HDMI/DVI decoder from Xilinx's application note XAPP495. Inputs HDMI, outputs parallel RGB pixels, clock and synchronization signals. Used pretty much as a black box here.

Video Overlay

Just as the name says, it puts together the images from HDMI and the framebuffer (using simple color keying) and outputs the final pixel stream for the display. Includes some elastic buffering and frame alignment logic between 3 different clock domains (HDMI clock, CPU system clock and the DSI core clock).

DSI Core

The architecture of the DSI core is shown in the diagram below:

The pixel pipeline consists of 5 stages:

- The first stage is a big 4096 entry FIFO. It's role is to move the RGB pixel data from the system clock domain to the DSI byte clock domain (= data rate divided by 8). Thanks to that, we don't need to keep the system running synchronously to the pixel clock - the pixels can come at a slightly faster/slower rate.

- The Timing generator produces a sequence of DSI High Speed (HS) packet headers and payloads, which indicate a horizontal/vertical synchronization pulse, blanking period or pass RGB data to the display. Display resolution and blanking timing is programmed by the CPU through Wishbone interface.

- The Packet assembler takes the packet requests, stuffs them on 3 or 4 parallel bytes, adding packet headers and footers with ECC/CRC checksums.
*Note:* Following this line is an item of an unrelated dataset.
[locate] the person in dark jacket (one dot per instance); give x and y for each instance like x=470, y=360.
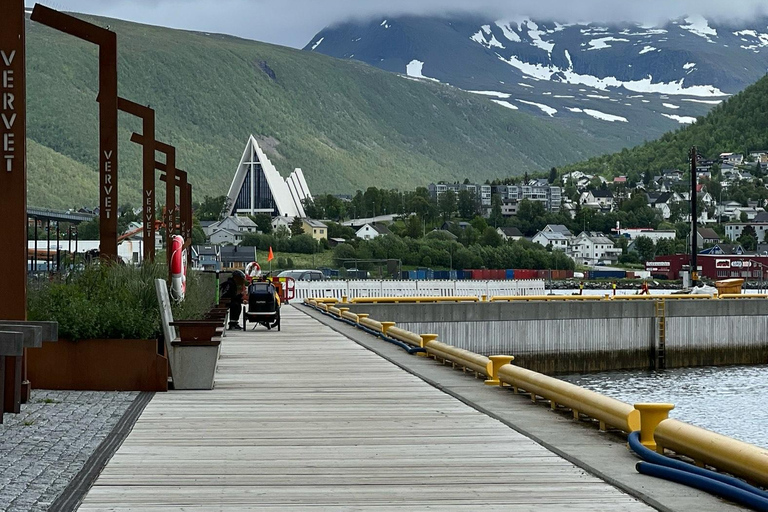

- The Lane control modules (4 for the data lanes, 1 for the clock lane) control the transitions between low power (LP) and high speed (HS) modes and generate LP mode signals to initialize and enable the display. At the output of the Lane control module, we get the LP+ / LP- signals and an 8-bit parallel data stream for the SerDes. The clock lane data output is simply fixed to 0xaa, resulting in a DDR clock at the output of the SerDes.

- The SerDes block - converts parallel 8-bit data to high speed serial bits using Spartan-6's OSERDES2 blocks. Also ensures correct timing between data and clock lanes, thanks to the IODELAY programmable delay lines at each FPGA pin.